The journey of Yusuf Islam back to making music has taken 28 long years.
The story of Yusuf Islam's early career as Cat Stevens is well-enough known and has become - although he will hate the phrase - the stuff of pop legend. Born Steven Georgiou into a Greek-Cypriot and Swedish family household, he grew up in London and attended a Roman Catholic school. He had his first pop hit before he was out of his teens with I Love My Dog and followed it with further hits such as Matthew & Son.

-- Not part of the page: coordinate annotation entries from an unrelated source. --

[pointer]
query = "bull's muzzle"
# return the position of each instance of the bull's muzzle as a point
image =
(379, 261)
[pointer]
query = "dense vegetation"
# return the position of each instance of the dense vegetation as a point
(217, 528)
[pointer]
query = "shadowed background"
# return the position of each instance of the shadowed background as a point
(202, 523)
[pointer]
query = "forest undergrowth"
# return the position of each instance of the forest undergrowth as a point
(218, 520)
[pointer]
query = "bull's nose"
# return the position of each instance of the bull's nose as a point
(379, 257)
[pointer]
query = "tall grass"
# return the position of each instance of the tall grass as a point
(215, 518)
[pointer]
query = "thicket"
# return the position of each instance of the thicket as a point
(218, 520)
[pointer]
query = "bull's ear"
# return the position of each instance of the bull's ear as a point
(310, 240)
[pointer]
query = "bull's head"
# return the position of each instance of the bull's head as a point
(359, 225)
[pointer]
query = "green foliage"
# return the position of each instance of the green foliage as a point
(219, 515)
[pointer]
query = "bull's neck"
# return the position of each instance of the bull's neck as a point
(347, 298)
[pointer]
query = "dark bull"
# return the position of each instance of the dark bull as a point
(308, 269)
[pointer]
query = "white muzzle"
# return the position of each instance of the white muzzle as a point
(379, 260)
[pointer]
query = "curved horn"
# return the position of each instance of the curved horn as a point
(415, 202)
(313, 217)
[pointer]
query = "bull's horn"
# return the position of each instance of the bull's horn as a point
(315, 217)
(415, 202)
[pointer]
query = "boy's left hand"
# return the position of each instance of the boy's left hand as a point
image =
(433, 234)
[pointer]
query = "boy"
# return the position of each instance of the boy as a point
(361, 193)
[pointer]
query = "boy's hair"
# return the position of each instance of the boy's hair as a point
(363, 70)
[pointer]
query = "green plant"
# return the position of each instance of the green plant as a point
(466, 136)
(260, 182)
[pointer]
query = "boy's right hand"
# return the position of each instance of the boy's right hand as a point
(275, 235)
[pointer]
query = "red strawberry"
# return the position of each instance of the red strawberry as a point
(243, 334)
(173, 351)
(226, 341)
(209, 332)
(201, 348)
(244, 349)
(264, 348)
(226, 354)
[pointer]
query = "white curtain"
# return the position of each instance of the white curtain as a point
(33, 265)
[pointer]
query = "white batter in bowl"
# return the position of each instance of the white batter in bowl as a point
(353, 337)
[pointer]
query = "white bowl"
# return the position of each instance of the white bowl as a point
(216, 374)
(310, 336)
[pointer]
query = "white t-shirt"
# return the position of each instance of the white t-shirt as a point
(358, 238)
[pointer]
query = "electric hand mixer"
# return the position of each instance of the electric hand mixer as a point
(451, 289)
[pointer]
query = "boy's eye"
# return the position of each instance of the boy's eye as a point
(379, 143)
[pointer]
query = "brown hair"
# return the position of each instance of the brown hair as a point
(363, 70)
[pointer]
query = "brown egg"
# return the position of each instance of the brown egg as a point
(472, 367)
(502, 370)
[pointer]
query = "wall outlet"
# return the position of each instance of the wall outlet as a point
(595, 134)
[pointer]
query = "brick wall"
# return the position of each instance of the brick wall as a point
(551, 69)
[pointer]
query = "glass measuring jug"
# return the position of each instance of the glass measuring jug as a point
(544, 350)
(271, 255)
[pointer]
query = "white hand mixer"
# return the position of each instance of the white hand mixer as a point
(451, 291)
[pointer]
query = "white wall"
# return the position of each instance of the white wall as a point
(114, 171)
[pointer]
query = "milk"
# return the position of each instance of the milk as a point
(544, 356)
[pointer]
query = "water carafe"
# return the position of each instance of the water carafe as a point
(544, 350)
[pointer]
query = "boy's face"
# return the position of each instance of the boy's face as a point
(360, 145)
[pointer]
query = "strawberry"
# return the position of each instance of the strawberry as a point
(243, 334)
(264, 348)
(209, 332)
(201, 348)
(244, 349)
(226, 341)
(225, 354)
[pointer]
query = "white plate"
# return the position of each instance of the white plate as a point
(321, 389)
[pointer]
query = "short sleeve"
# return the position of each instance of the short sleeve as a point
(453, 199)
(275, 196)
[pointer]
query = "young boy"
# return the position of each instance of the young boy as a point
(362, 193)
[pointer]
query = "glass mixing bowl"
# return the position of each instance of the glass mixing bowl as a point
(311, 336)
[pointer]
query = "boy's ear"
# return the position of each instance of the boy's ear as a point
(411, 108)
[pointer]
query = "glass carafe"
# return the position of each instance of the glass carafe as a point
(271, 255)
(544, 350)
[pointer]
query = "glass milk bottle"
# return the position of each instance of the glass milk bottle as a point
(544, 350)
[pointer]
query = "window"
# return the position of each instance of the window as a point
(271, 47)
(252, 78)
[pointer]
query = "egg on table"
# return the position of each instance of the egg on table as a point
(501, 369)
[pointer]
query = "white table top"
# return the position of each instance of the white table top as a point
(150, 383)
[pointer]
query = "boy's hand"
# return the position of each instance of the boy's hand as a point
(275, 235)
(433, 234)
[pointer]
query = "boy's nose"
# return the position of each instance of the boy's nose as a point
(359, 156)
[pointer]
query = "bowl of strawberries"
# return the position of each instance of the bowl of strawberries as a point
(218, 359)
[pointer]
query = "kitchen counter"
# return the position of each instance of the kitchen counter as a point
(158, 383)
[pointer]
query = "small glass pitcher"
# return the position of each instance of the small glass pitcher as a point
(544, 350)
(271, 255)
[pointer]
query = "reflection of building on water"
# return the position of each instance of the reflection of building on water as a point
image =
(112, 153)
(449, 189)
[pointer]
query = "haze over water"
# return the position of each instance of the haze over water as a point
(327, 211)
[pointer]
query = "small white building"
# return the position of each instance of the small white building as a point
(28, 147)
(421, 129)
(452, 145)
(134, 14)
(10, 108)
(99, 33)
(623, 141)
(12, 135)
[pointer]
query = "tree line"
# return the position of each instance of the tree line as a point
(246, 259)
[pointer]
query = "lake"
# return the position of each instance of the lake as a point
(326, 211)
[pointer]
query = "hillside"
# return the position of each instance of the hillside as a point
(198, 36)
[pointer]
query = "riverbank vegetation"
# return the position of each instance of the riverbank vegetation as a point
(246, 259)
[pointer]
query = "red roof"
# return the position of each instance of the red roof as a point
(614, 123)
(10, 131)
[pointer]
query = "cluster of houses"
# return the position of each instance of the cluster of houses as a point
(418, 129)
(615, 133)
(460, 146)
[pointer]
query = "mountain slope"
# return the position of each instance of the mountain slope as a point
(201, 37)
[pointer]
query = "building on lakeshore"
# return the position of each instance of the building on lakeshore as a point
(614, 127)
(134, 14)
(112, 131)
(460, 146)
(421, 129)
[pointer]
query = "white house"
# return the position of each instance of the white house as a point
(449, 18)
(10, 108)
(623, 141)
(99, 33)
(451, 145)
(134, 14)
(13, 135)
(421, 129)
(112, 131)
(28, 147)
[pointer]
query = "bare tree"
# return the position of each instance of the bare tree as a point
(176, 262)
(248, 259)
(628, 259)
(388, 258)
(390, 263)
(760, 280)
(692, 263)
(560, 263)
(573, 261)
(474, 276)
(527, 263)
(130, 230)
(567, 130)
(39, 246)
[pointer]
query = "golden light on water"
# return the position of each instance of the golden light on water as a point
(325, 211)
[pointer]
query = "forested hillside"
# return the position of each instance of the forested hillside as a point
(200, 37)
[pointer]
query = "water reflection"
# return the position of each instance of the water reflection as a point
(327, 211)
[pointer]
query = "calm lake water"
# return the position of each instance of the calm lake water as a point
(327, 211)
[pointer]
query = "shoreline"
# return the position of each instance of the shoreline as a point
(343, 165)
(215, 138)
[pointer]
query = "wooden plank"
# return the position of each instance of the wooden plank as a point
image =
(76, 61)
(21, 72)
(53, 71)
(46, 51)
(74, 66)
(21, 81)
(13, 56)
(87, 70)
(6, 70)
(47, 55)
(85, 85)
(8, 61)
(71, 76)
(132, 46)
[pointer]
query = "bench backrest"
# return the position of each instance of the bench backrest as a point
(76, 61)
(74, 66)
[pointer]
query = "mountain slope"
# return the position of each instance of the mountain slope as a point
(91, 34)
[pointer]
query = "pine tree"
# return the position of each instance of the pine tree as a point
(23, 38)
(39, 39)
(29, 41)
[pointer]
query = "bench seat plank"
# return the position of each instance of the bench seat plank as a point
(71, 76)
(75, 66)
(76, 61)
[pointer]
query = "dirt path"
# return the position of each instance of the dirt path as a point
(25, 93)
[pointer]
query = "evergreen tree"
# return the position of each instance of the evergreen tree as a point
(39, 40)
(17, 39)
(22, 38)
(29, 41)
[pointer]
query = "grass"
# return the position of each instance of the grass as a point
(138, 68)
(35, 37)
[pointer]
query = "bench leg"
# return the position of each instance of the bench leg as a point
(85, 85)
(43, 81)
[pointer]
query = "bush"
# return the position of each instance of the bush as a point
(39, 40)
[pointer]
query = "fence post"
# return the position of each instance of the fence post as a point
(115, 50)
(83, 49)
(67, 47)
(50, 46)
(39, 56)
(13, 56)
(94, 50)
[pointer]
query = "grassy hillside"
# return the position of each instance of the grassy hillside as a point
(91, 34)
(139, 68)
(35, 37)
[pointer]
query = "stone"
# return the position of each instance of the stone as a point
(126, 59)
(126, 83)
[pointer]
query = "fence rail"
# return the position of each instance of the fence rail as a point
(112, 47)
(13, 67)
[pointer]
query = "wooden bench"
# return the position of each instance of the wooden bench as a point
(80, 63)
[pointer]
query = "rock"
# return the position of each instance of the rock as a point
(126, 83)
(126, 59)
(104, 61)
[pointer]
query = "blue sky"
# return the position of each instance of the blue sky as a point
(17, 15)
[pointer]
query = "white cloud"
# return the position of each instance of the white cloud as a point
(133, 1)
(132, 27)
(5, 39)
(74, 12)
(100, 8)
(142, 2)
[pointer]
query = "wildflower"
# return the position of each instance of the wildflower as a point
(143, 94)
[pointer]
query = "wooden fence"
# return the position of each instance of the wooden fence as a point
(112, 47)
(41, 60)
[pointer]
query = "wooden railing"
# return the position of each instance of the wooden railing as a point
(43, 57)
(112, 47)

Then in 1968 when he appeared to have it all, he was struck down with a life-threatening disease. It was to prove to be a key moment in his life. After a lengthy period of recovery, he re-emerged in 1970 with the album Mona Bone Jakon and a new, more reflective style. Then in 1976 his brother gave him a copy of The Koran. "I began to read it and found a totally unique form of revelation in terms of the communication between God and man," he recalls.
A final album, Back To Earth, appeared in 1979 but by then he was set upon a different course, giving up music to follow the path of Islam and changing his name to reflect his new-found faith. He has often been asked why he gave up music so completely and did not find a way to accommodate his faith and his career.
Since his conversion the royalties from his old records have been channelled into his charity work and the Islamic schools he set up in North London. Over the years, his actions and beliefs as a Muslim have often been misunderstood and misrepresented by the media and controversy has at times engulfed him. It's a role that led to him recently being given the European Man of Peace award.
Ultimately, the reason for his return, he says, is simple. "The language of song is simply the best way to communicate the powerful winds of change which brought me to where I am today, and the love of peace still passing through my heart. I feel gifted to have that ability still within me. I never wanted to get involved in politics because that essentially separates people, whereas music has the power to unify, and is so much easier than for me than to give a lecture."